Quelles sont vos sources d’inspiration ?

Un photographe, mon ami Rainer Schlegelmilch un pionner, aujourd hui jeune retraité de 70 ans après 50 de Formule 1, un record que je n’égalerai pas ! Sans autofocus, en argentique, il a su capturer à son époque des images fortes contrastées et puissantes, à chacune de mes images réussies je le remercie d’avoir ouvert le chemin.

Sur le tracé du photographe de Formule 1 Mario Renzi
Sur le tracé du photographe de Formule 1 Mario Renzi

Comment travailler l’aspect artistique et esthétique dans la photographie de sport ?

En osant et surtout en anticipant un scénario d’une course, le choix de la place que l’on occupe à chaque moment de la course est primordial, le spectacle se déroule devant nous, à nous de savoir le capturer de la plus belle des manières.

J’ai longtemps travaillé en argentique, mes boitiers chargés en fuji velvia 50 lors de mon passage en numérique et mon obsession a été de retrouver la saturation, le contraste et la vivacité des couleurs que j’obtenais alors… c’est en travaillant en RAW avec des fichiers que l’on développe comme dans la chambre noire de l’époque et en jouant sur la densité que j’obtiens les images que je souhaite. Dans ma photographie la vitesse d’obturation va d’un extrême à l’autre, du 1/4 de seconde au 8000ieme de seconde, de la gerbe de feu provoquée par le frottement du fond plat de la F1 raclant le bitume au 8000 ieme pour figer les gouttes de champagne du podium !

Sur le tracé du photographe de Formule 1 Mario Renzi

Quels conseils donneriez-vous aux débutants ?

Cherchez votre propre style , la signature d’une photographie est dans l’image elle même alors soyez reconnaissable.

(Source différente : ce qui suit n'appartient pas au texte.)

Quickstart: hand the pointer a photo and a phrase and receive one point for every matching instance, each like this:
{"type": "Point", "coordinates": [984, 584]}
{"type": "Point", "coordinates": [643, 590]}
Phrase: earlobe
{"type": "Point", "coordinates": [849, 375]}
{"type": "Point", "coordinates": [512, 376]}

Sur le tracé du photographe de Formule 1 Mario Renzi

Parlez-nous de votre relation avec le matériel Nikon 

Avoir confiance en son matériel c’est la meilleur façon de se libérer et réussir les meilleurs photos. Mon matériel Nikon me le permet à chaque grand Prix. Mes objectifs de prédilection, le 200mm f2, le 400mm f2.8 associé au doubleur des optiques à l’autofocus rapide et au piqué inégalable.

Sur le tracé du photographe de Formule 1 Mario Renzi

Quels sont vos projets pour la suite ?

Continuer à prendre du plaisir à photographier ce sport, le pinacle du sport automobile, et me familiariser aux réseaux sociaux. J’ai ouvert mon compte instagram il y’a quelques semaines seulement.

Mario Renzi

Photographe professionnel spécialisé dans la Formule 1.